Art, Poetry, Music, and Nature for the New Year
Friday, January 1 2021
Word
For everything there is a season, and a time for every matter under heaven:
a time to be born, and a time to die; a time to plant, and a time to pluck up what is planted;
a time to kill, and a time to heal; a time to break down, and a time to build up;
a time to weep, and a time to laugh; a time to mourn, and a time to dance;
a time to throw away stones, and a time to gather stones together;
a time to embrace, and a time to refrain from embracing;
a time to seek, and a time to lose; a time to keep, and a time to throw away;
a time to tear, and a time to sew; a time to keep silence, and a time to speak;
a time to love, and a time to hate; a time for war, and a time for peace.
Ecclesiastes 3:1–8
Art
https://kuc.org/wp-content/uploads/Jan-01.png
Wassily Kandinsky, Winter Landscape, 1909: Oil on Cardboard (St. Petersburg, Hermitage Museum)

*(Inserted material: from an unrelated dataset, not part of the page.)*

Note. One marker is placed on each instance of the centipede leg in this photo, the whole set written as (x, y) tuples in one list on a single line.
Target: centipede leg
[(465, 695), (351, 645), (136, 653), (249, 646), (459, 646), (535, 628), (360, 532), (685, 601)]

As the trauma of 2020 fades into the background, and 2021 emerges, something about Kandinsky’s Winter Landscape carries hope. The rich pinks, greens, yellows, and blues stand strong and hopeful against the black spines of tree trunks standing sentinel over a winter landscape. Kandinsky uses no true white to depict the snow, but instead scatters color like New Year’s Eve confetti into the sunset. With the grove of dark trees in the top left corner, it does not ignore the possibility of sorrow, tragedy, or grief, but it somehow still uplifts, a sunset offering beauty as night descends. I would feel comforted walking the path Kandinsky sets before us in Winter Landscape.
Prayer
God of this new year, may the path we walk in 2021 be comfort and hope.